Figure 11 reveals that indeed JAM2 can specifically capture a surface protein from HSB
cells of approximately 43kDa. This band is not apparent in surface biotinylated K562 cells, in agreement with the cell adhesion studies described above. Further, human JAM1-Fc, which is unable to bind calcein loaded HSB cells, does not precipitate this protein.
The inventors predict that this protein is responsible for the cation-independent binding of JAM2 to HSB
cells.
The present invention is illustrated by way of the foregoing description and examples.
The foregoing description is intended as a non-limiting illustration, since many variations will become apparent to those skilled in the art in view thereof. It is intended that all such variations within the scope and spirit of the appended claims be embraced thereby.
Changes can be made to the composition, operation and arrangement of the method of the present invention described herein without departing from the concept and scope of the invention as defined in the following claims.

Claims

WHAT IS CLAIMED IS:

1. An isolated and purified human JAM2 polynucleotide encoding a human JAM2 polypeptide or fragment thereof.

2. An isolated and purified polynucleotide comprising a nucleotide sequence of SEQ
ID NO:1.

3. An isolated and purified human JAM2 polypeptide or fragment thereof.
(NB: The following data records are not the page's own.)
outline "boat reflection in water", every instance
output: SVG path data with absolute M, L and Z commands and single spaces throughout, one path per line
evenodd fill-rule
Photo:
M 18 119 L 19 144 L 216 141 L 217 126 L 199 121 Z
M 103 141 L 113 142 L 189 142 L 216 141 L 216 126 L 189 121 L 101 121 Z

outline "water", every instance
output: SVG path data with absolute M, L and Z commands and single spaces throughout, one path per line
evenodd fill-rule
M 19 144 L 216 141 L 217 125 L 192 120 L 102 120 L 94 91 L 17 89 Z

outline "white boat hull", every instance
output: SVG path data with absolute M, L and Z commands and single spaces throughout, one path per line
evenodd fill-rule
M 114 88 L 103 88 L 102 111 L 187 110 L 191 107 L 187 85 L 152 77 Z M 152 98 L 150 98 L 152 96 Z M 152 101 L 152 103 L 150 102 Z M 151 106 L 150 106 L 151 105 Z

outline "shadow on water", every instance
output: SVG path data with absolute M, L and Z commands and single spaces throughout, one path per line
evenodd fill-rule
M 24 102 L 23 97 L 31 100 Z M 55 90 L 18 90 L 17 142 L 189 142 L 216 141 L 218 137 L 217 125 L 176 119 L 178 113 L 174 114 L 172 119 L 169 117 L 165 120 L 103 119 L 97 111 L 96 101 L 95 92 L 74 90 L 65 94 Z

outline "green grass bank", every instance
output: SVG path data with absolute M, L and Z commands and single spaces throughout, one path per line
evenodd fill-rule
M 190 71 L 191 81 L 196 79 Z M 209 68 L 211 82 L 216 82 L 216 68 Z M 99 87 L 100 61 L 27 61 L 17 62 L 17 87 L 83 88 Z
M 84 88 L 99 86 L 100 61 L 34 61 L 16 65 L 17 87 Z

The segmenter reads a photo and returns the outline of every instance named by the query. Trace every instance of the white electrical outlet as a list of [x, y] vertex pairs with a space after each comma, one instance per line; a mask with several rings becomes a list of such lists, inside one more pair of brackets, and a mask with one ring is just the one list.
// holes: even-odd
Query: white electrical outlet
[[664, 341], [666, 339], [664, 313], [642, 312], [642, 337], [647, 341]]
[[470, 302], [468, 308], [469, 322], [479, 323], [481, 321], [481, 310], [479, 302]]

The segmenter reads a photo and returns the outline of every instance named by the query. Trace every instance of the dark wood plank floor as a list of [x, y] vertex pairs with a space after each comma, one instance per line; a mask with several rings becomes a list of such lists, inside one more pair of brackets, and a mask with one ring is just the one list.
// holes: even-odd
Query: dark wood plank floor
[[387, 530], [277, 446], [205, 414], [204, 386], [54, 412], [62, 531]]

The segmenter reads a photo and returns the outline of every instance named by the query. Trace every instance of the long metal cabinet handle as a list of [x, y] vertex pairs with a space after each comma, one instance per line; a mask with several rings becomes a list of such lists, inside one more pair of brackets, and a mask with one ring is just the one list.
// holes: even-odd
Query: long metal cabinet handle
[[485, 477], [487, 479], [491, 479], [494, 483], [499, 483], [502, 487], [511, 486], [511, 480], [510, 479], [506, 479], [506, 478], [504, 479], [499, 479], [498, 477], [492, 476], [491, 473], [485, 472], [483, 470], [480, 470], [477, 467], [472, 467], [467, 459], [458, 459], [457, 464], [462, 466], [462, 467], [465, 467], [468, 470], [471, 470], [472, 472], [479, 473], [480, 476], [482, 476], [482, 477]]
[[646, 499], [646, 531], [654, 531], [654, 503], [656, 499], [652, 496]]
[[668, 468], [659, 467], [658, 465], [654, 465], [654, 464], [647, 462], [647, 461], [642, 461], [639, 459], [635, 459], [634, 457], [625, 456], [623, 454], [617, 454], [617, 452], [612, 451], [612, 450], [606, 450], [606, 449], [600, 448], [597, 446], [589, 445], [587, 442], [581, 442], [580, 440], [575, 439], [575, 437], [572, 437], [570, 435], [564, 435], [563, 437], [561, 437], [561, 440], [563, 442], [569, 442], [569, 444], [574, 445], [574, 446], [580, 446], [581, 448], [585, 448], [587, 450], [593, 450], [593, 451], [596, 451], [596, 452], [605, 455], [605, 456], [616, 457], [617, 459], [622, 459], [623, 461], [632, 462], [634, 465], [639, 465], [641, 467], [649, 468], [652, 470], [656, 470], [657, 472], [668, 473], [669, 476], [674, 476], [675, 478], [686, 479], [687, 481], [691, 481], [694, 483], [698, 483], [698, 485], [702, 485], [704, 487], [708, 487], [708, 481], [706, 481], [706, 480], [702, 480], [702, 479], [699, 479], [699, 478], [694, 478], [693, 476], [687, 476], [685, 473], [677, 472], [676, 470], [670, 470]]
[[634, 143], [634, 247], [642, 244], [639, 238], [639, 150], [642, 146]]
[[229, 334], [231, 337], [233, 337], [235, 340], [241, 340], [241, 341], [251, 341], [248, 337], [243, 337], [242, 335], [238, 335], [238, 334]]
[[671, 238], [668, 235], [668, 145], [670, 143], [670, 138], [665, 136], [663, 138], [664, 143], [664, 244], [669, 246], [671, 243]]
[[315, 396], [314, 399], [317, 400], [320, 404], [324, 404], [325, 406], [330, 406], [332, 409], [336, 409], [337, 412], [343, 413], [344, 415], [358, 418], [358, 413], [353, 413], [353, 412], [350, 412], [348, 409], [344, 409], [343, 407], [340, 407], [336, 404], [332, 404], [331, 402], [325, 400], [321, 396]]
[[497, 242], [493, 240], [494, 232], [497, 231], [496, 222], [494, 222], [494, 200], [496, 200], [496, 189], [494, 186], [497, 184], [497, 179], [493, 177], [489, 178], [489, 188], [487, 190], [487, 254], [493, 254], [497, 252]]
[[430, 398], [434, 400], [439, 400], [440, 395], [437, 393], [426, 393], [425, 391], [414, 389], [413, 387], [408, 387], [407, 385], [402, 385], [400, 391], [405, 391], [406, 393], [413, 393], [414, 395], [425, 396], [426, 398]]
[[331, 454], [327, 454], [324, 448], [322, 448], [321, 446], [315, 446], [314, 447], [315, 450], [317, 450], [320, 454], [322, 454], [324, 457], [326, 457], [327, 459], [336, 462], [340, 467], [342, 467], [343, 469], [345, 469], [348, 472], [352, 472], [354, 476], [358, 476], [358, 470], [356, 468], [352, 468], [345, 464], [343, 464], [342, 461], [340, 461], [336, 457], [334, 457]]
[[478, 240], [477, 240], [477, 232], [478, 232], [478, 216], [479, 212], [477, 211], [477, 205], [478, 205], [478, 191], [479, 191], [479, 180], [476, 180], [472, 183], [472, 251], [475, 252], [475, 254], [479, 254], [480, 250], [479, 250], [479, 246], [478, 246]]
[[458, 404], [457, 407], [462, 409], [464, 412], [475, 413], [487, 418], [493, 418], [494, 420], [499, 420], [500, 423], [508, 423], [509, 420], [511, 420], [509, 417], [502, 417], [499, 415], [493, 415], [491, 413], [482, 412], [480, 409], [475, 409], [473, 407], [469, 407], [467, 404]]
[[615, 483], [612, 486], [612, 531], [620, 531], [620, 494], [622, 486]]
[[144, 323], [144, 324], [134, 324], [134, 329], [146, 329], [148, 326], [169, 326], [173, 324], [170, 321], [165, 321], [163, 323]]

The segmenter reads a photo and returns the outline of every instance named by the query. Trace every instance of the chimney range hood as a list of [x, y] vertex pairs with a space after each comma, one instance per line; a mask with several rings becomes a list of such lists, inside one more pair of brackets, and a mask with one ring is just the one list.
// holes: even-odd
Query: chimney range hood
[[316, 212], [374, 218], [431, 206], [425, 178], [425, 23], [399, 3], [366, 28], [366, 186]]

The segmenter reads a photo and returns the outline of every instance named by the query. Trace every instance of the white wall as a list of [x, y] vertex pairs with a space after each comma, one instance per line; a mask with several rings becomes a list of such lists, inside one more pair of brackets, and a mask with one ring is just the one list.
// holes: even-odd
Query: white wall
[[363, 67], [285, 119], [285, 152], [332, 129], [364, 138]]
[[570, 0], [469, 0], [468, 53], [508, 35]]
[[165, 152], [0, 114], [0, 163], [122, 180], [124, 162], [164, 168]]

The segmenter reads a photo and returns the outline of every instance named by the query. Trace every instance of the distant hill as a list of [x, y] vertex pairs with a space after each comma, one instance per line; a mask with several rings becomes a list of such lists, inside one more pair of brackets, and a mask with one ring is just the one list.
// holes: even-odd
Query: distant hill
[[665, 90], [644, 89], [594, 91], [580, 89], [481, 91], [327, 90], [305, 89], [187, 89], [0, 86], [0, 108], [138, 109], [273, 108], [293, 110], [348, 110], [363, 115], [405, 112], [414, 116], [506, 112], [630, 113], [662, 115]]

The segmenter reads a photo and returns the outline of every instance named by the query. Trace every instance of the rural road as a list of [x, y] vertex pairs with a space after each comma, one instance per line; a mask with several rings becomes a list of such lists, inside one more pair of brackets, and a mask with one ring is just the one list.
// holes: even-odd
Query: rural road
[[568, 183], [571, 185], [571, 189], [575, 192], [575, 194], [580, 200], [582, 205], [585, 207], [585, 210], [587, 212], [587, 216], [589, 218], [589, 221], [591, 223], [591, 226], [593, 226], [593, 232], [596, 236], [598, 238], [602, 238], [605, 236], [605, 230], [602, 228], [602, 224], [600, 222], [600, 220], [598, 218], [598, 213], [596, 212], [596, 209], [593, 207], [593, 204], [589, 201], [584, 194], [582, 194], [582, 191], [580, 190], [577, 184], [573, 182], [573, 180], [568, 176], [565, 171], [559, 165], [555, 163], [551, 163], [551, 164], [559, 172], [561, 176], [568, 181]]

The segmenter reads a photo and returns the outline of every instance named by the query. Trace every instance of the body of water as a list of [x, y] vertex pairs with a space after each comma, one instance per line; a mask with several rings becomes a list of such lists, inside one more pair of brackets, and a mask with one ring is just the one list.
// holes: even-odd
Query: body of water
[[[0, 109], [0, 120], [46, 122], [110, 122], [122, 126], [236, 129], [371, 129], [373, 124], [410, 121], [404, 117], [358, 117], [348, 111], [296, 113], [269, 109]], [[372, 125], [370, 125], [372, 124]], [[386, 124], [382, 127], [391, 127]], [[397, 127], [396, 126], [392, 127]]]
4. An isolated and purified polypeptide comprising an amino acid sequence of SEQ
ID NO: 2.

5. A recombinant vector comprising a human JAM2 polynucleotide or fragment thereof, said polynucleotide being operatively linked to a promoter that controls expression of said polynucleotide sequence and a termination segment.

6. The vector of claim 5 wherein the promoter is a LTR, SV40, E. coli, lac, trp, or phage lambda P L promoter.

7. A host cell comprising the recombinant vector of claim 5.

8. The host cell of claim 7 wherein the host cell is a bacterial cell, an animal cell or a plant cell.

9. A transgenic mammal comprising the recombinant vector of claim 5.

10. An antibody binding to the polypeptide of claims 3 or 4.